В преддверии следующего урока ученики, не успевшие понежиться на солнце, толпой хлынули обратно в школу, и лица у них были такие кислые, будто каждый проглотил по ложке уксуса. У дверей мелькали соломенные вихры Питера, по левую руку вынырнула Ребекка, которой явно не терпелось похватать новыми джинсами, и Лесли быстро закружил водоворот своих, хотя сейчас она не могла сообразить, почему еще теряет время в их компании. Хорошо еще, что не придется объяснять свою недавнюю вспышку.

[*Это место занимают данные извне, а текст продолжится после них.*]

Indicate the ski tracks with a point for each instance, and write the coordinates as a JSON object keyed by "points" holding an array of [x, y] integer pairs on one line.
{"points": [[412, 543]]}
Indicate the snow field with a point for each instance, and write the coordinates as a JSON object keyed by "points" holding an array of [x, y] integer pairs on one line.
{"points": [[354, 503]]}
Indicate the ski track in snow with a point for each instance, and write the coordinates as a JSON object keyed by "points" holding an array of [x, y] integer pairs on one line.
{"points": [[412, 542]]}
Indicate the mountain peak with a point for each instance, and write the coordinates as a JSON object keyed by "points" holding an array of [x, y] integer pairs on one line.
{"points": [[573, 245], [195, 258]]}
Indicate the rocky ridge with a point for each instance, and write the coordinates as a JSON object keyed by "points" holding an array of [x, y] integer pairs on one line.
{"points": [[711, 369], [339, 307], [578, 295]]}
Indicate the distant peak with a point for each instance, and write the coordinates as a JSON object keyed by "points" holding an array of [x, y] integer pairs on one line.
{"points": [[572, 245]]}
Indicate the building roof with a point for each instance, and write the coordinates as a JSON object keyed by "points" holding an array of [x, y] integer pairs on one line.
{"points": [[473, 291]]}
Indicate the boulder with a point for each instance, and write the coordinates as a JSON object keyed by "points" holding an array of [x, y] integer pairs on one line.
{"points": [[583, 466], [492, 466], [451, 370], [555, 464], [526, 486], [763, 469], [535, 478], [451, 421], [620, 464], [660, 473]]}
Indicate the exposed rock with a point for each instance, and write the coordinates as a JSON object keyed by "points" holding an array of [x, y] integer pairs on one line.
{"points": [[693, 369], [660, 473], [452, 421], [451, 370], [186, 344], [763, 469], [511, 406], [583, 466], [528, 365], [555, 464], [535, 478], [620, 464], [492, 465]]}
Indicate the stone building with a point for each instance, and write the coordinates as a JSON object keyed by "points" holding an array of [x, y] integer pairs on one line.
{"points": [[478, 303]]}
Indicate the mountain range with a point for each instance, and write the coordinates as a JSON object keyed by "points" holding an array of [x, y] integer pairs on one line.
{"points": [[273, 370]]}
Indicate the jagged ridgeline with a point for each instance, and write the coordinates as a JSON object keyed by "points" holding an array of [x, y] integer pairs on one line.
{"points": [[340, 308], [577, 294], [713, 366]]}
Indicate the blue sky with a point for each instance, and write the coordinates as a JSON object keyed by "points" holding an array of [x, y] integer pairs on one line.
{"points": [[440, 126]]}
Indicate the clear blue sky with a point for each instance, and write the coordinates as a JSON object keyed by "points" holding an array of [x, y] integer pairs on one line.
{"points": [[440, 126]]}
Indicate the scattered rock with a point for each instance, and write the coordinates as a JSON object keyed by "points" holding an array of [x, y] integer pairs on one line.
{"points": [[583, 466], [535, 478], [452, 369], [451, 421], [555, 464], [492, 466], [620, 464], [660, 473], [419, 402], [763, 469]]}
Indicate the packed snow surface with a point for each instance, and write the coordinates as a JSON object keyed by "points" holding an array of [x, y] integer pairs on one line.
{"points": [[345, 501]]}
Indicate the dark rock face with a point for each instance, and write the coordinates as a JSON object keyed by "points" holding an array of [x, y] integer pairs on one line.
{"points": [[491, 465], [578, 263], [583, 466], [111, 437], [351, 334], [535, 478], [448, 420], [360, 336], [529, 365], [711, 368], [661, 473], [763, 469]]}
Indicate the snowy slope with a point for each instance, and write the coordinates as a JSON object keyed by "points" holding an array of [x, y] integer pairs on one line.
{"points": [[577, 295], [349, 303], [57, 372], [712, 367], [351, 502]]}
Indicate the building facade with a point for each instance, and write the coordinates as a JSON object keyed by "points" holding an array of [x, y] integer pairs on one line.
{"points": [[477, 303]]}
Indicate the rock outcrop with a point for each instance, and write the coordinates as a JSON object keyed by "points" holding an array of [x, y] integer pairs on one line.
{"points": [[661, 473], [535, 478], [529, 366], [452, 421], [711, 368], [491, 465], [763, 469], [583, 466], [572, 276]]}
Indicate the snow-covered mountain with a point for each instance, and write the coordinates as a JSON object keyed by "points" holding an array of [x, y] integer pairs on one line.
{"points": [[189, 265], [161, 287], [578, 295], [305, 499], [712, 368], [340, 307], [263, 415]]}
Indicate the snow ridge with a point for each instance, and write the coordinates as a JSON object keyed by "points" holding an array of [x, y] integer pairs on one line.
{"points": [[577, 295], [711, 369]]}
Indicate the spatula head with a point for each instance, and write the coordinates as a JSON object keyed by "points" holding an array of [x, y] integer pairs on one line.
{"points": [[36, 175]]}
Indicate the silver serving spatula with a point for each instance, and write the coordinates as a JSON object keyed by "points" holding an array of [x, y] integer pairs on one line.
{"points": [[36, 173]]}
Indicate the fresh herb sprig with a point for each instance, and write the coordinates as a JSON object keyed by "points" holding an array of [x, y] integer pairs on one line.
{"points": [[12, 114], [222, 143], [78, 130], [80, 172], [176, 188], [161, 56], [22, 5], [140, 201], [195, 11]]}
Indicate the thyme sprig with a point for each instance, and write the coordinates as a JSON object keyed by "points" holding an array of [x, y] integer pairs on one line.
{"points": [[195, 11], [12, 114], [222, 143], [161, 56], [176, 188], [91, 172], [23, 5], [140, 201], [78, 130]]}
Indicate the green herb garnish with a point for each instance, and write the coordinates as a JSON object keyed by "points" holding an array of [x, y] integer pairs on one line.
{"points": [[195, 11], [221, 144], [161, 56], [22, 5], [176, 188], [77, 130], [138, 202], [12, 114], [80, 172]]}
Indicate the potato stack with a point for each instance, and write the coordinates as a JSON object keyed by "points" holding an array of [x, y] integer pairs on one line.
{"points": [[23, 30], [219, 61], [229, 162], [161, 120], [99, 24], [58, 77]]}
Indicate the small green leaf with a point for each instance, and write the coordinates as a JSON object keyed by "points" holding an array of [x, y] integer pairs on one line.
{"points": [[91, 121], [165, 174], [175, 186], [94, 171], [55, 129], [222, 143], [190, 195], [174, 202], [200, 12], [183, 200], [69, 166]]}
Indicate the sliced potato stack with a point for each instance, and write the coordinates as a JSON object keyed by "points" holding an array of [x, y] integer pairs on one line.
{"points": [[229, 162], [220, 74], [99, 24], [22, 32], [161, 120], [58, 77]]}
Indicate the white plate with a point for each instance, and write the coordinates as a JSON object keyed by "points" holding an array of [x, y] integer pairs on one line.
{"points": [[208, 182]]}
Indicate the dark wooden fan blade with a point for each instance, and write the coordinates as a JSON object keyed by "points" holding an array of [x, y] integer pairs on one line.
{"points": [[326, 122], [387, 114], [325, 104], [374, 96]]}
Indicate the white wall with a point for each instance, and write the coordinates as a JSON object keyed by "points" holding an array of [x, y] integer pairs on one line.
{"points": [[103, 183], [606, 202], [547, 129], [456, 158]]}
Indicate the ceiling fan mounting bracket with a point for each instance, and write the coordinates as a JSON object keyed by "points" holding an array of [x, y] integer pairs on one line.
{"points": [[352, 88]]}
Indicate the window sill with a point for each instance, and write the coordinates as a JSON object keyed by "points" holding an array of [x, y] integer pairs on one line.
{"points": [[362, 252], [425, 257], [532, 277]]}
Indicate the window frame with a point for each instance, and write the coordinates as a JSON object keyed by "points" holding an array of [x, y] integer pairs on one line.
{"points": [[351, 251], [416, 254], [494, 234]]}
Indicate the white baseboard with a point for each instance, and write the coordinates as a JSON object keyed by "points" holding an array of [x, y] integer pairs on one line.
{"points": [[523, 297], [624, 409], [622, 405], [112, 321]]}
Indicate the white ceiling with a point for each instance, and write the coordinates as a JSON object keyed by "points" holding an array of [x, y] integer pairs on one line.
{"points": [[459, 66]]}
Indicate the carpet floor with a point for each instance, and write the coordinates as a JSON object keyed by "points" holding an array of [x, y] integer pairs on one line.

Они поноют друг другу, пожалуются на непредсказуемость босса втихомолку, чтобы Лесли не услышала, а какая-нибудь мамзель вроде Мэри-Энн демонстративно махнет хвостом и сделает вид, что плевать хотела на ее распоряжения, однако не ослушается никто: кишка у них тонка.
7.7.
— С тех пор босс Тельму действительно пальцем не тронула, — подвел итог Пирс. Заслушавшемуся Мэтту в содовую уже подливали двойную порцию виски. — Ну, как — не тронула… И по плечу вот хлопала, и по голове гладила, Гэт мне рассказывал однажды, что и за нос оттаскать не чуралась, особенно если выпьет. Но помните, как мы обживали это уютненькое местечко, а? На вторую неделю в подвале ринг поставили. Новенький, красивый, словно в кино. Усраться от восторга, короче. Посмотрела на него Тельма, полюбовалась и говорит: раз уж такое дело, дай-ка я, босс, тебе пару приемчиков покажу из своего джиу-джитсу.
— Ты говорил, она дзюдо занималась, — возмутилась Шонди, подловив рассказчика на очередном вранье.
— «Посмотрим, значит, на что мое кунг-фу против твоего бокса годится», — продолжил вещать Пирс, пропустив мимо ушей ее упрек.
— Ну и?
— Ну босс ее и послала. Нет, мол, и не проси. Десять лет прошло, понимаешь, а всё не отболело. Я видел, что она сделала с типом из «Детей Самеди», который Тельме запястье сломал… Помнишь? Зла босс была до кровавых чертиков в глазах, не подходи — прихлопнет. Не знал бедняга простых правил. Надеешься еще понянчить своих внуков? Не суй пальцы в розетку, не бери в долг у мафиози, не играй с заряженным пистолетом и не делай больно Тельме Янг. Это опасное чувство, моя милая Шонди, не что иное, как обратная сторона нежности, и лучше уж увести у Лесли Купер миллион-другой баксов, чем встать на его пути.
Мэтт при упоминании «миллиона-другого» нервно сглотнул, но, завороженный, не шелохнулся.
— У босса было тяжелое детство. Видала черные кварталы для бедноты, нет? Так послушай простого черного парня. В тарелке у тебя чаще пусто, чем густо, носок на Рождество может похвастаться разве что дыркой, а серьги к выпускному балу девчонки берут на прилавке под вывеской «Широкий выбор товаров за 99 центов». Неудивительно, что Лесли Купер, выбравшись из этой дремучей задницы, со временем полюбила окружать себя красивыми вещами. Когда твое состояние, честно нажитое на торговле оружием, наркотиками и людьми, насчитывает десятки миллиардов, ты можешь позволить себе роскошь. Как будто никакой задницы, никакой нищеты и в помине не было, сечешь? Если дизайнер для хаты — то самый дорогой, если серьги — то брильянты не меньше пяти каратов, если туфли — то «Джимми Чу», если запонки — то такие, будто метят в сокровища британской короны. И вся эта любовь нашего босса к прекрасному началась с одной-единственной вещи... с куколки из китайского фарфора — белее лунного света и недолговечнее снега в ноябре.